Damien Cave and Stephen Farrell, “Troop Buildup, Yielding Slight Gains, Fails to Meet U.S. Goals”
Seven months after the American-led troop “surge” began, Baghdad has experienced modest security gains that have neither reversed the city’s underlying sectarian dynamic nor created a unified and trusted national government.
One thing to keep in mind about the “surge” is that the overall increase in the number of American soldiers wasn’t especially large relative to either the pre-existing size of the deployment or to the size of Iraq. But along with the “surge” of additional American forces into the country, there was a “surge” of forces away from non-Baghdad portions of Iraq into the capital. It would be extraordinary if that policy didn’t manage to produce “modest security gains” in Baghdad at the expense of problems elsewhere. The question is why one might think this kind of concentration of forces might be a good idea.

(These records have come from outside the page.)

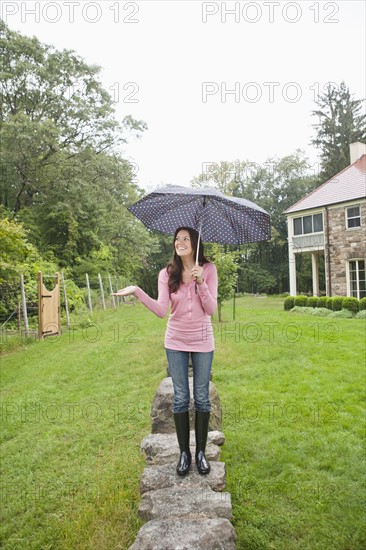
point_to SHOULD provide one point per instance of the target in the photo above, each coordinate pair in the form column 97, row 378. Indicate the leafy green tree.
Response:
column 227, row 267
column 62, row 175
column 341, row 123
column 275, row 186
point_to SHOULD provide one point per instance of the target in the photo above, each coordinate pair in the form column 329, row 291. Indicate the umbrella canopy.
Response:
column 217, row 217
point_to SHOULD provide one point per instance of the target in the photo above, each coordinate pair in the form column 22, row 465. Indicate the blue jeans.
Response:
column 178, row 364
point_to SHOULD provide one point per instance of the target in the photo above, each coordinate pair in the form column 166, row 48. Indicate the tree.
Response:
column 227, row 267
column 340, row 124
column 62, row 175
column 275, row 186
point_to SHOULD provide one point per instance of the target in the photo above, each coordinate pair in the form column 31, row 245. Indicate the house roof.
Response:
column 347, row 185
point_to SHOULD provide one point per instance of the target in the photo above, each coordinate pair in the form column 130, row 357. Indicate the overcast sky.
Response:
column 213, row 80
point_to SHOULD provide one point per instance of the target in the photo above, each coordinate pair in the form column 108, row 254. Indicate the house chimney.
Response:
column 357, row 150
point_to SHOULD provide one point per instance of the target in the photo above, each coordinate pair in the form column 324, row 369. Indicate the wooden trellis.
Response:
column 48, row 308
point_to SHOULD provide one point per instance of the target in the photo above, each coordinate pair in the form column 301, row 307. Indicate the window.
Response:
column 357, row 281
column 353, row 217
column 308, row 224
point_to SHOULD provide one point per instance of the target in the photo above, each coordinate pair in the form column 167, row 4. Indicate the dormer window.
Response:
column 353, row 217
column 308, row 224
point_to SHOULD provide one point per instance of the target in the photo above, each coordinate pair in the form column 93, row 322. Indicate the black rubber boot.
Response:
column 201, row 430
column 182, row 428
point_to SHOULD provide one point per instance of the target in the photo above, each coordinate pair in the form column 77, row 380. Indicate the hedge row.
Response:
column 335, row 304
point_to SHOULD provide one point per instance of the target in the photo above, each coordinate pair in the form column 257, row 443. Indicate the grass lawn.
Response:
column 75, row 409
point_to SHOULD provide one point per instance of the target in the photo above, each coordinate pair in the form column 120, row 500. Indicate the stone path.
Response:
column 191, row 512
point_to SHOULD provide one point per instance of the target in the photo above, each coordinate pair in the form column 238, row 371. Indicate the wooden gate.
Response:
column 48, row 308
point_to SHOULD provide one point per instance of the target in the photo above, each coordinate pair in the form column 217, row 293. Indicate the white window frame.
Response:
column 354, row 217
column 312, row 223
column 348, row 274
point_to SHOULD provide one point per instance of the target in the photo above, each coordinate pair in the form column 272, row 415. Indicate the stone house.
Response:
column 331, row 221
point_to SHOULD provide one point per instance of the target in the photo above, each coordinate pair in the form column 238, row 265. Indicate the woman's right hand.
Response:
column 125, row 291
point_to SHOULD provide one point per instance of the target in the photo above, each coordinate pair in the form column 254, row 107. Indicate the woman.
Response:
column 191, row 291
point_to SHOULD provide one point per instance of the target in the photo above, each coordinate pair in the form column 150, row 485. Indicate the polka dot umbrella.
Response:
column 217, row 217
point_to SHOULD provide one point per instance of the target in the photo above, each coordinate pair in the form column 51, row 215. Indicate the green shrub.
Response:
column 313, row 301
column 288, row 303
column 351, row 304
column 299, row 309
column 337, row 303
column 322, row 301
column 320, row 312
column 301, row 301
column 342, row 314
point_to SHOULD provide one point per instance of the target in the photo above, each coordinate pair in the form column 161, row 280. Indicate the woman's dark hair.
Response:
column 175, row 266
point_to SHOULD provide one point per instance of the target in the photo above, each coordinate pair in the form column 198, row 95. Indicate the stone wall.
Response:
column 190, row 512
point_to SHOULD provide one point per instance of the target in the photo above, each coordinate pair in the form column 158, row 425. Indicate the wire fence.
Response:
column 19, row 303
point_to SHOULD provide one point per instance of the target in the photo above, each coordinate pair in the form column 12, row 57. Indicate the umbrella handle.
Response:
column 198, row 243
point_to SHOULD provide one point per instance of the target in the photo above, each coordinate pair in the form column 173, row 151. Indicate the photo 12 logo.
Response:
column 269, row 12
column 70, row 12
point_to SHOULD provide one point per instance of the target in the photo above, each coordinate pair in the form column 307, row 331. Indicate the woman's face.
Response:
column 183, row 246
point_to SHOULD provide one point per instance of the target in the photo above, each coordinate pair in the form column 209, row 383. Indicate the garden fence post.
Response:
column 89, row 295
column 101, row 290
column 65, row 299
column 24, row 306
column 110, row 286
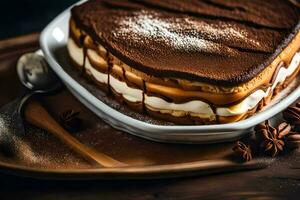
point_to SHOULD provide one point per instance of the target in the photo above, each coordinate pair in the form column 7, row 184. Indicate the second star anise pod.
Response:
column 272, row 139
column 70, row 120
column 292, row 115
column 243, row 151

Roughly speaking, there are two possible ideas. One is that the security gains might be large enough to reach some kind of tipping point. You start with X troops in Baghdad. Then you “surge” up to X + Y troops. This surge produces a self-sustaining new situation, so now you surge down to fewer than X troops in Baghdad, allowing you to surge up elsewhere. That, though, hasn’t happened. The “underlying sectarian dynamic” is the same.
Alternatively, one might think that the national capital is uniquely important to political events, and that a special focus on Baghdad security might create the environment for political reconciliation. That, though, hasn’t happened either. The whole thing’s failed. Now people would like us to believe that other “bottom up” trends compensate for the failure of the plan. But since this cuts directly against the logic of the policy we’ve been pursuing since January, there’s no reason to think that anything we’re doing is having a substantial positive impact on whatever decentralized processes in Iraq may or may not be evolving in a good situation. The scorecard can’t just credit the US military presence for any good thing that happens anywhere in Iraq, while simultaneously arguing that without the military presence every bad thing about Iraq would be worse.